FAANG stocks: the 5 Big Tech Stocks
For many years, America's largest technology and new media companies were widely regarded as stocks with marked similarities. However, this perception has changed over time. Today, most technology stocks are “growth” companies.
In finance, "FAANG" is an acronym for the shares of five major American technology companies: Facebook (now Meta Platforms) (META), Amazon (AMZN), Apple (AAPL), Netflix (NFLX), et Google (GOOG) (now Alphabet). These stocks have become famous on Wall Street for their remarkable growth in recent years. Last June (06/2023), Apple passed the symbolic $3,000 billion mark in market value. This is the second time in history that the Apple stock has surpassed this valuation (it had already been passed during a trading session in January 2022, but very briefly).
Have big techs outperformed the S&P 500 over the past 10 years?
Over the past ten years, the FAANGs (Facebook, Amazon, Apple, Netflix, and Google) have significantly outperformed the S&P 500 (500 largest publicly traded US companies) in terms of returns. On average, these stocks generated annual returns of around 30%, while the S&P 500 posted an average annual return of around 13%.
What's more, an investor in the S&P 500 would have generated a return of 135.6%. So much so that investing in a FAANG portfolio (Facebook, Amazon, Apple, Netflix, and Google) would have generated a return on investment of over 776%. This illustrates just how fast these tech companies have grown over the past 10 years.
What are the effects of excluding the FAANGs on S&P 500 performance and volatility?
Excluding all FAANGs, the annualized performance of the S&P 500 over the five-year period ending February 28, 2022, would have fallen from 15.17% to 6.98% per annum, a reduction of more than half. Notably, the S&P 500's 18.4% total return in 2020 would have been just 3.3% if Mega Cap stocks had been excluded.
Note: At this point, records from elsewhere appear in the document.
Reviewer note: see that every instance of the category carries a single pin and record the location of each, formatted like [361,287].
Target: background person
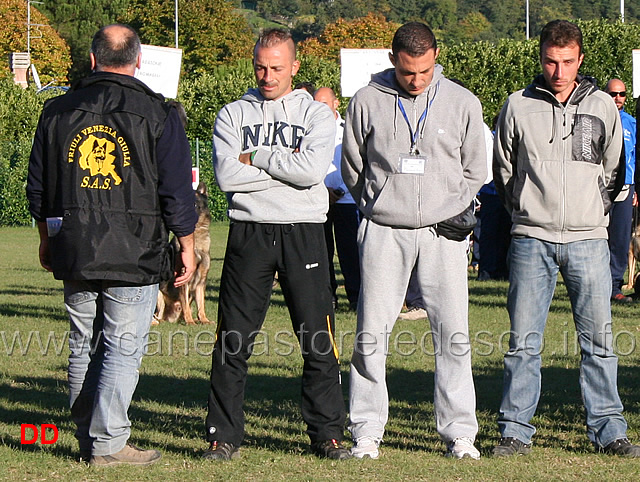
[621,214]
[413,155]
[343,217]
[105,182]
That said, Netflix (NFLX), Meta Platforms (FB) and Alphabet (GOOGL) would have contributed the least to overall index performance.
What's more, if we exclude these stocks, then the standard deviation of the index would have improved by 4 percentage points. In conclusion, US big techs have outperformed the S&P 500 over the past five years, but their volatility is higher than that of the index. However, for a long-term investor, the reduction in volatility is often less of a concern than the loss of return. This is because long-term investors tend to prefer stability and growth in their portfolios over an extended period.
Are FAANGs more resilient in times of crisis?
The FAANGs have shown great resilience during periods of market turbulence, more so than the S&P500 index. During the COVID-19 pandemic, for example, when many companies suffered massive losses, the FAANGs showed their robustness by maintaining growth and even stimulating certain sectors of the economy.
In short, continuous innovation, customer loyalty and their ability to adapt to changing market conditions are the main reasons why FAANGs have maintained their resilience during periods of economic turbulence, such as the COVID-19 pandemic. In this way, their ability to stay ahead of the technology curve has strengthened their dominant position.